The objective of the study was to describe the use rates and association with disease recurrence of SLNB and RT in older women with breast cancer.

This cohort study obtained patient and clinical data from an integrated cancer registry and electronic health record of a single health care system in Pennsylvania. The cohort was composed of consecutive female patients 70 years or older who were diagnosed with early-stage, estrogen-receptor-positive, ERBB2 (formerly HER2)–negative, clinically node-negative breast cancer who were treated at 15 community and academic hospitals within the health system.

From 2010 to 2018, a total of 3361 women 70 years or older with estrogen receptor–positive, ERBB2-negative, clinically node-negative breast cancer were included in the study. The outcomes were;

--Of these women, 2195 received SLNB and 1828 received adjuvant RT. Rates of SLNB steadily increased, a trend that persisted after the 2016 adoption of the Choosing Wisely guideline.
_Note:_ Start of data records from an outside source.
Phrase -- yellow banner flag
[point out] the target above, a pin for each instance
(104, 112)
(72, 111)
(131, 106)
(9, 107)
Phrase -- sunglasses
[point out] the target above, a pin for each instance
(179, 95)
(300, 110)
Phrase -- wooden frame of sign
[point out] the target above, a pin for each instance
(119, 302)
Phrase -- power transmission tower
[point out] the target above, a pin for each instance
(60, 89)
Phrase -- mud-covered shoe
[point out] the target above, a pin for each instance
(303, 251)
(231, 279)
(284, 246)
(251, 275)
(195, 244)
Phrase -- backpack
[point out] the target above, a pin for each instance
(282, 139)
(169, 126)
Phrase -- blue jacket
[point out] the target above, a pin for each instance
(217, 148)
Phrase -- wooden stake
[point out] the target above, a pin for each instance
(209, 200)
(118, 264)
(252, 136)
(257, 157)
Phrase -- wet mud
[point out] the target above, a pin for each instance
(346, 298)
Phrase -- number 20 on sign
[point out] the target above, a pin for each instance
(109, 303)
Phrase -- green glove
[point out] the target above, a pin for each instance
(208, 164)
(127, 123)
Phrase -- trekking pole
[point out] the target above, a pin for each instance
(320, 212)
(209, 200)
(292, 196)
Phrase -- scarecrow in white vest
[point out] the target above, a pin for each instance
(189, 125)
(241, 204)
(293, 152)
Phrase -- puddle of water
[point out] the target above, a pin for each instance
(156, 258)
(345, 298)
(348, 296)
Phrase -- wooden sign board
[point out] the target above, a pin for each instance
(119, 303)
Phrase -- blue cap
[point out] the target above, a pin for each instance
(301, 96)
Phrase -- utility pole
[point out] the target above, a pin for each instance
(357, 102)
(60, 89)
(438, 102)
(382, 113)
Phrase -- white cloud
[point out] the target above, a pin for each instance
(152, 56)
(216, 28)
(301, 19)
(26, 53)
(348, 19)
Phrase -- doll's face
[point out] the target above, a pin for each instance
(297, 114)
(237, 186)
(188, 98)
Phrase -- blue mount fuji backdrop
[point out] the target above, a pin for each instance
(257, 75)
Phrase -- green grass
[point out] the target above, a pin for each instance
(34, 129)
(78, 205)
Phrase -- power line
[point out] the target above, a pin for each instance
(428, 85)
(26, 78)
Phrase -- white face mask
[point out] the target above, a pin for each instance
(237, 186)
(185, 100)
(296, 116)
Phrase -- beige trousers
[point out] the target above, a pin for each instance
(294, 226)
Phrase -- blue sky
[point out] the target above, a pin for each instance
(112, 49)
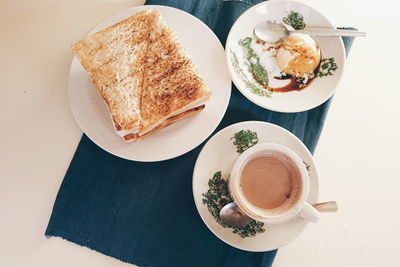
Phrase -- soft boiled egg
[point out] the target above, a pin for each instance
(298, 55)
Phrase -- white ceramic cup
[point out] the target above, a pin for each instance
(298, 207)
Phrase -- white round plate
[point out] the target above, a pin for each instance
(295, 101)
(208, 55)
(219, 154)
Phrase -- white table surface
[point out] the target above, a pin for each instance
(357, 154)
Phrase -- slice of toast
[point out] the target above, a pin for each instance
(171, 83)
(142, 73)
(114, 58)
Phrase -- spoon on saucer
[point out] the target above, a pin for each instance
(273, 31)
(231, 214)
Rates of RT decreased slightly.

--To examine patient outcomes and maximize follow-up time, the analysis was limited to cases from 2010 to 2014, identifying 2109 patients with a median follow-up time of 4.1 years.
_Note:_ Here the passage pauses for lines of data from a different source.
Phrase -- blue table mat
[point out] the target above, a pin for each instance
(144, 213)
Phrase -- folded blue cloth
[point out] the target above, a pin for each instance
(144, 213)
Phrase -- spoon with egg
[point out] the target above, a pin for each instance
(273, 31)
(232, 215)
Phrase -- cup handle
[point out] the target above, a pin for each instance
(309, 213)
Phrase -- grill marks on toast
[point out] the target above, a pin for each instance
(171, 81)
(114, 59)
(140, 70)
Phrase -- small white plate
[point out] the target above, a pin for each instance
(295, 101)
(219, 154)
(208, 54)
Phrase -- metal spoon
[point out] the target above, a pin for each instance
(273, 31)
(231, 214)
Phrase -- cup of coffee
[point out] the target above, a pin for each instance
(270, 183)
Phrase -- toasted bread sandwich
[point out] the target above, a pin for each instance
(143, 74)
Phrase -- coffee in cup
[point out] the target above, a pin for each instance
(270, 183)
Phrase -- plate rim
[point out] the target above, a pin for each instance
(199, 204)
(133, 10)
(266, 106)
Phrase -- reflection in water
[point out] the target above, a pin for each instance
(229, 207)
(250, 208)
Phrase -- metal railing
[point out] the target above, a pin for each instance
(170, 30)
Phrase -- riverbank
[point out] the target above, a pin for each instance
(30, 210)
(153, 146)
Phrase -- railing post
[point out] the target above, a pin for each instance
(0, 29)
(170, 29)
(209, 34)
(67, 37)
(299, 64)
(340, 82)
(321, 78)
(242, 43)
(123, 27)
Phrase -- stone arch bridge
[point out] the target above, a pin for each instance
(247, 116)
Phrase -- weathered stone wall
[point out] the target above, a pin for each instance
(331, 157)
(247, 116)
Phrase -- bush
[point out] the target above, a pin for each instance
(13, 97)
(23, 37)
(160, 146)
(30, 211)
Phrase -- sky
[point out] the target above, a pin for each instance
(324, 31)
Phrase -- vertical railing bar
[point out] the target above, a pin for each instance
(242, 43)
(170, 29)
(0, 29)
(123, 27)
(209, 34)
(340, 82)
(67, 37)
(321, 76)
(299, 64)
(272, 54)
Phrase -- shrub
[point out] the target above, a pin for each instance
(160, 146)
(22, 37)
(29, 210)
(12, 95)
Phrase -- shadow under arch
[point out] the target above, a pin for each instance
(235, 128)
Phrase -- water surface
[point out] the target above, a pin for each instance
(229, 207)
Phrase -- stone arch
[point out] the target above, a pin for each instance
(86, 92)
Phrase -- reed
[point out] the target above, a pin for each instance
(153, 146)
--In the propensity score–matched cohorts, no association was found between SLNB and either locoregional recurrence-free survival (LRFS) rate or disease-free survival (DFS).

--In addition, RT was not associated with LRFS or DFS.

--Subgroup analysis showed that stratification by tumor grade or comorbidity was not associated with LRFS or DFS.

--Low absolute rates of recurrence were observed when comparing the groups that received SLNB and those that did not as well as the groups that received RT and those that did not.

This study found that receipt of SLNB or RT was not associated with improved LRFS or DFS in older patients with ER-positive, clinically node-negative breast cancer. Despite limited follow-up time and wide 95% CIs, this study supports the continued deimplementation of both SLNB and RT in accordance with the Choosing Wisely and National Comprehensive Cancer Network guidelines.